Week 04
Data Visualisation

SSPS4102 Data Analytics in the Social Sciences
SSPS6006 Data Analytics for Social Research


Semester 1, 2026
Last updated: 2026-01-22

Francesco Bailo

Acknowledgement of Country

I would like to acknowledge the Traditional Owners of Australia and recognise their continuing connection to land, water and culture. The University of Sydney is located on the land of the Gadigal people of the Eora Nation. I pay my respects to their Elders, past and present.

Learning Objectives

By the end of this week, you will be able to:

  • Create effective visualisations with ggplot2
  • Apply principles of good graphics
  • Choose appropriate plot types for different data
  • Compare distributions and identify relationships

This Week’s Readings

TSwD

  • Ch 5: Static communication
    • 5.2 Graphs (bar charts, scatterplots, line plots, histograms, boxplots)

ROS

  • Ch 2.3-2.5: All graphs are comparisons, Data and adjustment

Why Visualise Data?

Always Plot Your Data

The Golden Rule

Summary statistics alone can be misleading. Always visualise your data before drawing conclusions.

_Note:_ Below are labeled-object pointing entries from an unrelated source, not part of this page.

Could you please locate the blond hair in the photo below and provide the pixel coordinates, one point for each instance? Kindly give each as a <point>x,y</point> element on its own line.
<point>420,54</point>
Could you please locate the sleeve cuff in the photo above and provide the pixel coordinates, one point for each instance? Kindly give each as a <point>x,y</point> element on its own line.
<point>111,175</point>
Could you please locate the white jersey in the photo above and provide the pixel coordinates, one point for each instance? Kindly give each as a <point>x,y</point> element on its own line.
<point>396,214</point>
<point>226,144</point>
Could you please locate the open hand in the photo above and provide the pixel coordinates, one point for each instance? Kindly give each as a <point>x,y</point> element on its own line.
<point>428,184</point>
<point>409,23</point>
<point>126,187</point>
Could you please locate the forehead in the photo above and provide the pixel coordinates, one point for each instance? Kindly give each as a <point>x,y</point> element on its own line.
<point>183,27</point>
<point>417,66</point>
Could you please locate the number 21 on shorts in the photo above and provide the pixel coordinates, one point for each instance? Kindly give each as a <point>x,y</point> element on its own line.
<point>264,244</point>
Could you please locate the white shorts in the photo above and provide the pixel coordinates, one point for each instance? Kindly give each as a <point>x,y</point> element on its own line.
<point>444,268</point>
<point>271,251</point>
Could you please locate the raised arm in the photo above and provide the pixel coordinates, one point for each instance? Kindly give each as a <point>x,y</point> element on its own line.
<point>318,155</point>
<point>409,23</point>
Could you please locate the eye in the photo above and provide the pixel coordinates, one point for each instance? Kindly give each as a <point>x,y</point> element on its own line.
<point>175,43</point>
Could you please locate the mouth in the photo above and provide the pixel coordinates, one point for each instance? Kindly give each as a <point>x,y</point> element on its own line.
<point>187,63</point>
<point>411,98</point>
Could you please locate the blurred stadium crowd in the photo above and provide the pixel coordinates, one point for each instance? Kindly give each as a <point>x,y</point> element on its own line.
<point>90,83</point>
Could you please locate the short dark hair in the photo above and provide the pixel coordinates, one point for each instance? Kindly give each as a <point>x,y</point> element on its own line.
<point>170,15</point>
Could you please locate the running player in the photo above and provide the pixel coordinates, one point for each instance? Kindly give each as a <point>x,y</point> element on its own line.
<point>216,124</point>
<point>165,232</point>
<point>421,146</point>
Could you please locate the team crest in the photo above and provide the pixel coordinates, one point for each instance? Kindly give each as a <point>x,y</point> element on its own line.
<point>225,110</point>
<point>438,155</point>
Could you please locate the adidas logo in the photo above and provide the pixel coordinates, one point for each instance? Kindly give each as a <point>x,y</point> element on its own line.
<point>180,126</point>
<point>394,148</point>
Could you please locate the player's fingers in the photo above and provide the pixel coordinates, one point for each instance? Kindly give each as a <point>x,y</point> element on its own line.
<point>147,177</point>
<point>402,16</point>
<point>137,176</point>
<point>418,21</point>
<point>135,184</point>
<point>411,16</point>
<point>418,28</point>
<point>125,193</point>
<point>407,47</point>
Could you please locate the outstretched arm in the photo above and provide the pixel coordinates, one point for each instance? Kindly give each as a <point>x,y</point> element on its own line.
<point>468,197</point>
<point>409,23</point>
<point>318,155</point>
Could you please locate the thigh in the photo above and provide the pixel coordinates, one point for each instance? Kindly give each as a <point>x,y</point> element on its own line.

“A world turning to a saner and richer civilisation will be a world turning to charts.” — Karsten (1923)

The Datasaurus Dozen

Consider these four datasets with nearly identical summary statistics:

Dataset x mean x sd y mean y sd
dino 54.3 16.8 47.8 26.9
away 54.3 16.8 47.8 26.9
star 54.3 16.8 47.8 26.9
bullseye 54.3 16.8 47.8 26.9

What do they actually look like?

The Datasaurus Dozen: Revealed

Anscombe’s Quartet

The same lesson from the statistician Frank Anscombe:

All Graphs Are Comparisons

Graphs Enable Comparison

Key Insight from ROS

Every graph is fundamentally a comparison: to zero, to a reference line, to other data points, or to our expectations.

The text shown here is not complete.